If a buyer wants to work within the Reesio platform but does not have representation, Reesio offers to work as his or her buyer’s agent and rebate 40 percent of the commission back to the buyer. Both Thomas and co-founder Uyen Tran are licensed California brokers. If necessary, Reesio will bring on another broker or two to handle those situations, Thomas said.

But thus far, nearly all those who have been interested in a Reesio listing have been buyer’s agents, not buyers, "so we think the situation of a buyer coming into our product without an agent will be pretty rare," he said.

Reesio will never be a listing agent for a seller, Thomas added.

"Listing agents are paying us a subscription to use our product, and we wouldn’t feel right about offering a competitive service to sellers while listing agents are paying us money — that’s not the way we do business," he said. 

Once the full version of the agent platform launches Nov. 15, agents will have two choices regarding pricing. They can choose to receive a 30-day free trial with no credit card required until after the trial. At that point, the service will cost $199 per month. Or, agents can choose to forgo the 30-day trial and pay only $159 per month for the first year and $199 per month starting in the second year. With either option, users can cancel their subscription at any time.

"The reason we settled on $199 a month is because brokers were telling us they would pay between $200 and $500 a month for a product like this because most of them have an assistant," and the platform would allow them to get rid of that assistant, Thomas said.

And by streamlining the paperwork involved with a transaction, real estate pros would also have more time to go out and prospect for new clients, he added.

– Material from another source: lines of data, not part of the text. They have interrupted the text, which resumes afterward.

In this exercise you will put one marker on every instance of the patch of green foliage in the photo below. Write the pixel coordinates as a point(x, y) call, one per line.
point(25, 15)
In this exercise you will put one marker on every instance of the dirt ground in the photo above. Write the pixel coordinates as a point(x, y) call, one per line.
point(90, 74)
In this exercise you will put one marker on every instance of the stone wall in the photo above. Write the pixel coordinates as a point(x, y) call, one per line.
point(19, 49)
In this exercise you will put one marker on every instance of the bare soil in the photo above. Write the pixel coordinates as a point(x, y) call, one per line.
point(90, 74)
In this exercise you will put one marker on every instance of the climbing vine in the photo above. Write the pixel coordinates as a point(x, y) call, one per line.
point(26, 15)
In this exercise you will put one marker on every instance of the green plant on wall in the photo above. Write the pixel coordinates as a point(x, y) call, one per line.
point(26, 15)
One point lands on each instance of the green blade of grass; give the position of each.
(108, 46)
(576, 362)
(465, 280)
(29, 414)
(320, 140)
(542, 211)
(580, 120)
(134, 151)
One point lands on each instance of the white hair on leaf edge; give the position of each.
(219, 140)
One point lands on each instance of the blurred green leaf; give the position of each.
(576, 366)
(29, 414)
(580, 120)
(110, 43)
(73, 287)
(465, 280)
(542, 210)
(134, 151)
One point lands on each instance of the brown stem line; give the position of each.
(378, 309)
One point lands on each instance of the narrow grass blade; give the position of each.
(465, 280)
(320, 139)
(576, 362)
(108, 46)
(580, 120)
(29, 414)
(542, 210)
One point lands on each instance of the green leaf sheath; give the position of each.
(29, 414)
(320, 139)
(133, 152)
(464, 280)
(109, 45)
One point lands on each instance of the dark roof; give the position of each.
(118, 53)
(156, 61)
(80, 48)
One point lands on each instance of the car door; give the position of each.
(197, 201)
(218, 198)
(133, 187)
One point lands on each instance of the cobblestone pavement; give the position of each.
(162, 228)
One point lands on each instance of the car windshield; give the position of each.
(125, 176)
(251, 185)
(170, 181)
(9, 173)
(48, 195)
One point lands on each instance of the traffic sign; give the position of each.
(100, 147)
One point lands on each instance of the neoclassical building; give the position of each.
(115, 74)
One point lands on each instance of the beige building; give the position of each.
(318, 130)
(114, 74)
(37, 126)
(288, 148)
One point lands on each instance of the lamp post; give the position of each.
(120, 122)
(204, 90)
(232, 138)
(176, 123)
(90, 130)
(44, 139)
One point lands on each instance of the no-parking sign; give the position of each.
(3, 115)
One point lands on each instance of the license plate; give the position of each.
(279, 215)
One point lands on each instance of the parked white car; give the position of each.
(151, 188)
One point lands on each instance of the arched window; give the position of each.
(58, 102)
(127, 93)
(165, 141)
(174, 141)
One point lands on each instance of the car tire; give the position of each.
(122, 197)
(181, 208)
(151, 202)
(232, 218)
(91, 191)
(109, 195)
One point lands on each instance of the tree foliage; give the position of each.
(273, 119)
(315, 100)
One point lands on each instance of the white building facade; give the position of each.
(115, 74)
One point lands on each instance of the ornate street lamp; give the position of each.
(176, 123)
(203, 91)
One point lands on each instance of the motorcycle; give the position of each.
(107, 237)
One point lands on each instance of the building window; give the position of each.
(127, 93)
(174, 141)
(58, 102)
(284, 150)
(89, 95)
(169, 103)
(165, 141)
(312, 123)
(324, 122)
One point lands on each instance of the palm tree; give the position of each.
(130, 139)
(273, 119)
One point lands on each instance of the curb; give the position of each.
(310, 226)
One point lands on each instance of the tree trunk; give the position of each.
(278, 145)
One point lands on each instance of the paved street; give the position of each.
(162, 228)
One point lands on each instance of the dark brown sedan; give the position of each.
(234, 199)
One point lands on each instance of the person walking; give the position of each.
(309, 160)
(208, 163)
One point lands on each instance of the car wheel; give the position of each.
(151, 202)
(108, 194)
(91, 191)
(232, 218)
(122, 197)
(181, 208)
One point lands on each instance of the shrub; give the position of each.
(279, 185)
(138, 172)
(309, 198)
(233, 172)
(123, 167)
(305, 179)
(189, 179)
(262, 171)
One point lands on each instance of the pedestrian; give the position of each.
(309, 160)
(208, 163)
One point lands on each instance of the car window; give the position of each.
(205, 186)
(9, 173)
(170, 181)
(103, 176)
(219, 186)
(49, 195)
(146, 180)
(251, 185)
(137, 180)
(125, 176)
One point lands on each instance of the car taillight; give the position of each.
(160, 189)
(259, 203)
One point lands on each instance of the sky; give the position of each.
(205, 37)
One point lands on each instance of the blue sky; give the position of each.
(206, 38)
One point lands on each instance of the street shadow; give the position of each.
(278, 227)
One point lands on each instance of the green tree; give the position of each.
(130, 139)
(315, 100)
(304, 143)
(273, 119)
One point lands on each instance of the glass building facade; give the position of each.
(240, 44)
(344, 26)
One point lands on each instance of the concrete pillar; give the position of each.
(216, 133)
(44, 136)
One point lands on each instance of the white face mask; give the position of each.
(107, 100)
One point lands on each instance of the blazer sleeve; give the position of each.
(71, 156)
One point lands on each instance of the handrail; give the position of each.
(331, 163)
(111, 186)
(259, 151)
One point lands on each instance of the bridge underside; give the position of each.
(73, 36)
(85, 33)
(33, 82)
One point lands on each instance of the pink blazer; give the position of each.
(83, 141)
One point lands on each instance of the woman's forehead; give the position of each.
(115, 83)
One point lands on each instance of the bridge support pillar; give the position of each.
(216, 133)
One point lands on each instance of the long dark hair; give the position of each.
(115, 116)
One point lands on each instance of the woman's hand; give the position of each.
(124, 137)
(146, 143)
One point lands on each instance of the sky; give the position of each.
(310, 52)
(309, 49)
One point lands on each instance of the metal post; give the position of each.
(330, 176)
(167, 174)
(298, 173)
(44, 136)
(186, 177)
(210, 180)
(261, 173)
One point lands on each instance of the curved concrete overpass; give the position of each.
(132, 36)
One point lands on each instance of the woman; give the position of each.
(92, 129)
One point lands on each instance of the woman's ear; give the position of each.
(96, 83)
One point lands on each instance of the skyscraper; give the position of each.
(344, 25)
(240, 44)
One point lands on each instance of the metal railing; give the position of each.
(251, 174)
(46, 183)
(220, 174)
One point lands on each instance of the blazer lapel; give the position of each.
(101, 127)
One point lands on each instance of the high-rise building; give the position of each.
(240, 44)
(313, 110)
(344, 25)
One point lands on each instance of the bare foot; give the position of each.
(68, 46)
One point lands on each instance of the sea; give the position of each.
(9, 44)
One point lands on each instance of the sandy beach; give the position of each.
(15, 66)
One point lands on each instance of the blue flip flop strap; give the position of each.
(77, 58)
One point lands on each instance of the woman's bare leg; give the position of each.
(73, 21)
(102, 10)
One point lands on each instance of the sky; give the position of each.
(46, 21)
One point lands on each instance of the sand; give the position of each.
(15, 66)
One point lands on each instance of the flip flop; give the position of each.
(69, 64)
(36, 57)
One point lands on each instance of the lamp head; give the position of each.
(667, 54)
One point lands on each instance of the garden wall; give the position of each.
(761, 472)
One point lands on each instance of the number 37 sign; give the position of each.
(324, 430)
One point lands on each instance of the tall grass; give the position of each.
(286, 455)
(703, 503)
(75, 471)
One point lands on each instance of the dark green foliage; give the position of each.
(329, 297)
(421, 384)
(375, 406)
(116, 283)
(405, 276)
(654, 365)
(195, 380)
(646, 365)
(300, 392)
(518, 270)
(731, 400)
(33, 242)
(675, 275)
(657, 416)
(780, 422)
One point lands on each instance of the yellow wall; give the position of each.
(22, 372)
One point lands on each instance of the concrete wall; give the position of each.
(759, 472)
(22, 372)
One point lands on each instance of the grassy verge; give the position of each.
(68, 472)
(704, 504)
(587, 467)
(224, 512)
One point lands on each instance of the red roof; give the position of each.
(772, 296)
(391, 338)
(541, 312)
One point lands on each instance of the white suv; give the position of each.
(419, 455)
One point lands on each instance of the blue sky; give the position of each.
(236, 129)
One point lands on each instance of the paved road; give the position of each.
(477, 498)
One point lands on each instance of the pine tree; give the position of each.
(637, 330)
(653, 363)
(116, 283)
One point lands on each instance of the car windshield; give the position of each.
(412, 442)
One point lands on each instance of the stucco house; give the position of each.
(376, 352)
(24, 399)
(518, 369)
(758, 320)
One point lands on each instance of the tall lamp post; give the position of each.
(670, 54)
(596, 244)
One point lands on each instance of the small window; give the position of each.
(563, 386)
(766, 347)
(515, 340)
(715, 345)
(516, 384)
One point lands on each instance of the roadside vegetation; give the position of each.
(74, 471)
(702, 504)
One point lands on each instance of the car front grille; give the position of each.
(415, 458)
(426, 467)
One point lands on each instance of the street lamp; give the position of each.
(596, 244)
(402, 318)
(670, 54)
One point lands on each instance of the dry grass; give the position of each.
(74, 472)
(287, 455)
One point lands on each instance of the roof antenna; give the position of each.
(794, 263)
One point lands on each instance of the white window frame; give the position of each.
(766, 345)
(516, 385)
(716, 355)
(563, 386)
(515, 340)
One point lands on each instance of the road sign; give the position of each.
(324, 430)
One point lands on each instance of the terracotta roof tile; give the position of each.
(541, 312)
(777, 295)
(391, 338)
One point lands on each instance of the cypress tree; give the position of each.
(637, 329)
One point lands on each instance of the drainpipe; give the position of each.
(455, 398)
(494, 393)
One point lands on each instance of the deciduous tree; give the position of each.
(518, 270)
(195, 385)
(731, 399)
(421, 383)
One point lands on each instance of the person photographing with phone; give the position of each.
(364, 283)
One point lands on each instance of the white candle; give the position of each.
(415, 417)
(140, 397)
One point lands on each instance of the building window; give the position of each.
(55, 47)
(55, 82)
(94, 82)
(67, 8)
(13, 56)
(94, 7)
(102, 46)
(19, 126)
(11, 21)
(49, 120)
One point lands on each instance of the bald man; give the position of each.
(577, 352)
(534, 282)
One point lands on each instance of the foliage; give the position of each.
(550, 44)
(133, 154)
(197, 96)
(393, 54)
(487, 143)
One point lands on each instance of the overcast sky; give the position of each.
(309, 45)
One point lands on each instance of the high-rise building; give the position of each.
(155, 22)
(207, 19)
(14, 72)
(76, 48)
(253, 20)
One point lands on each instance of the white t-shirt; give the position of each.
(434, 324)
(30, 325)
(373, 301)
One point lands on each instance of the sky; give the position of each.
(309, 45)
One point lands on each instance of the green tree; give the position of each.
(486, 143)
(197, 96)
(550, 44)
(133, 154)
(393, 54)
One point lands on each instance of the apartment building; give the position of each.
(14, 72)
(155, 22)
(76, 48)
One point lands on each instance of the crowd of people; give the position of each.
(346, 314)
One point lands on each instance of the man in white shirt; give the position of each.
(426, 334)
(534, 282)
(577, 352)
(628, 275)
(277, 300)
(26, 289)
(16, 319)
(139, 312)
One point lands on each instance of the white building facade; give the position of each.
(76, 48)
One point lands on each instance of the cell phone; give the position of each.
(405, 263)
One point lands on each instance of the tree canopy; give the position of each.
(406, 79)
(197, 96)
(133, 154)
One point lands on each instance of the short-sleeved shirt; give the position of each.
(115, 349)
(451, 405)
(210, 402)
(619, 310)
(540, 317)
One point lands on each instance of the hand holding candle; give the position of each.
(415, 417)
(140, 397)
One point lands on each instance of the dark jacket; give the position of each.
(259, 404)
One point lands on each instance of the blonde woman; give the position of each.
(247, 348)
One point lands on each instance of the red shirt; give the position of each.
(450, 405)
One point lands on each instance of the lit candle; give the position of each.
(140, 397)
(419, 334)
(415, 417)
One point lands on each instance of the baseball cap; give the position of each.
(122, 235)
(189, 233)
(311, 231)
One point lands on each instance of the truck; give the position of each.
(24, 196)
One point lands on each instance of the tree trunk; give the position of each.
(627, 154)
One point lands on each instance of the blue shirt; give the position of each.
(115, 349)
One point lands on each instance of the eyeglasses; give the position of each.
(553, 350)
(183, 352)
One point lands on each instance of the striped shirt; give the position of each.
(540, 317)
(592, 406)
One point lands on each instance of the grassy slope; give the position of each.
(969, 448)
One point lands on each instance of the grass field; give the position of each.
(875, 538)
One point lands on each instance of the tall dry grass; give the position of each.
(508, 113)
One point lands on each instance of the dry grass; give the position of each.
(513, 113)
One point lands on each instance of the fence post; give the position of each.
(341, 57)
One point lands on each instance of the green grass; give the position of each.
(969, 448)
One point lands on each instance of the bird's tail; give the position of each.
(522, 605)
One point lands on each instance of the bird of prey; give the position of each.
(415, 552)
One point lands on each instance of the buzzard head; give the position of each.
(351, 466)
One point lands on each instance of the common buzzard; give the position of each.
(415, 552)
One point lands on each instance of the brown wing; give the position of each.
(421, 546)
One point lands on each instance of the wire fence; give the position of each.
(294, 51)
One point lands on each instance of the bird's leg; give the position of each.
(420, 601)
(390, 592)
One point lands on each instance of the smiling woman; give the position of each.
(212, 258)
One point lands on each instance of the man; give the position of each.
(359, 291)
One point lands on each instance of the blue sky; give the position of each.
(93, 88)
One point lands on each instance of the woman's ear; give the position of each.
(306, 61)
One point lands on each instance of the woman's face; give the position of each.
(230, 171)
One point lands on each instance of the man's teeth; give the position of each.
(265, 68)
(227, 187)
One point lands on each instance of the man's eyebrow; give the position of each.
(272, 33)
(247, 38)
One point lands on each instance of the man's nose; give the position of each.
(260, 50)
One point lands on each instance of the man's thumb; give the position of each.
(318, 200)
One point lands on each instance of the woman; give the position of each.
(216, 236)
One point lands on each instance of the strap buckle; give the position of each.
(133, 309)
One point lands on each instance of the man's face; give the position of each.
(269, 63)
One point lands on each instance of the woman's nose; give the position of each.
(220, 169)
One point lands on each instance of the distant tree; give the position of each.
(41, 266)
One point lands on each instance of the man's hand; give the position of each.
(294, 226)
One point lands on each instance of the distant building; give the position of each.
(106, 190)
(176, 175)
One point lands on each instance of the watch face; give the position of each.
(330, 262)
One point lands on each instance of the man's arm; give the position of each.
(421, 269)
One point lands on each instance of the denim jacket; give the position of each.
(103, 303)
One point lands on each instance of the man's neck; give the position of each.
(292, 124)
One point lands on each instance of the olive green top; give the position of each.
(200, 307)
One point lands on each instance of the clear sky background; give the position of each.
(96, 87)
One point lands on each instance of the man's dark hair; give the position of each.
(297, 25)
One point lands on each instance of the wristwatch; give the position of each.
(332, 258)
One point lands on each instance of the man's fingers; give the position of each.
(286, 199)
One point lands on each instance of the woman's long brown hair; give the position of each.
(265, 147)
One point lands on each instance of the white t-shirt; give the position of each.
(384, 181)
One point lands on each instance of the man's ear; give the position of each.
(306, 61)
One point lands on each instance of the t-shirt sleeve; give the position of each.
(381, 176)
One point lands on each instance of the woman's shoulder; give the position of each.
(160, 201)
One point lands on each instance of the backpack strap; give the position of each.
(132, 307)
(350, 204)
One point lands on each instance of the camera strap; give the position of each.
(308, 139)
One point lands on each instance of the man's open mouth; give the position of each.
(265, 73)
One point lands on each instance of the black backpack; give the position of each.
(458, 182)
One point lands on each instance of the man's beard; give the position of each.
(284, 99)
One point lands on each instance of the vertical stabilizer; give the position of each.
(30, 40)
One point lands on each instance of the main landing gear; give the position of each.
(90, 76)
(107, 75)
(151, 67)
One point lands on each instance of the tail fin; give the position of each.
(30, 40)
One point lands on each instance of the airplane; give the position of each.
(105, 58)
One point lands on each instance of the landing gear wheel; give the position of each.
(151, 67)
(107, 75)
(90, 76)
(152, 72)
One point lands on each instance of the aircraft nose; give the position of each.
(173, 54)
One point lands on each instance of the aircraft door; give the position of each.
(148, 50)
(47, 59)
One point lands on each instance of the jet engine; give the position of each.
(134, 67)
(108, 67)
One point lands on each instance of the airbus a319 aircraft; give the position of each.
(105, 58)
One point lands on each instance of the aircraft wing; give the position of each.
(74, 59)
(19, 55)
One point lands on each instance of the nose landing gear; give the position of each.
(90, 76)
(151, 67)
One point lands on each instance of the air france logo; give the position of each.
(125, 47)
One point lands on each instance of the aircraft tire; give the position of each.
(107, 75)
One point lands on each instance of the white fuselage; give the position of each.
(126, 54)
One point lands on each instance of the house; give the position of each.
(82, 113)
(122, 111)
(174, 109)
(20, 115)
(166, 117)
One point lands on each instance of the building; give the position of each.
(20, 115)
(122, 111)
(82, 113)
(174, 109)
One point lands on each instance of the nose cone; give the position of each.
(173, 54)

Discounts will be available on a case-by-case for brokerages that sign up multiple agents, Thomas said.

As part of its soft launch, Reesio is accepting up to 100 presubscriptions to the product. In return for early adoption and providing feedback, presubscribers will be able to have access to the platform for $49 a month for as long as they remain a Reesio customer. Their credit cards will not be charged until Nov. 25; the soft launch period is an extended free trial.

Agents in the San Francisco Bay Area can also opt to meet with Reesio in person for 30 minutes to provide feedback on the product and get paid $50 for their time, Thomas said.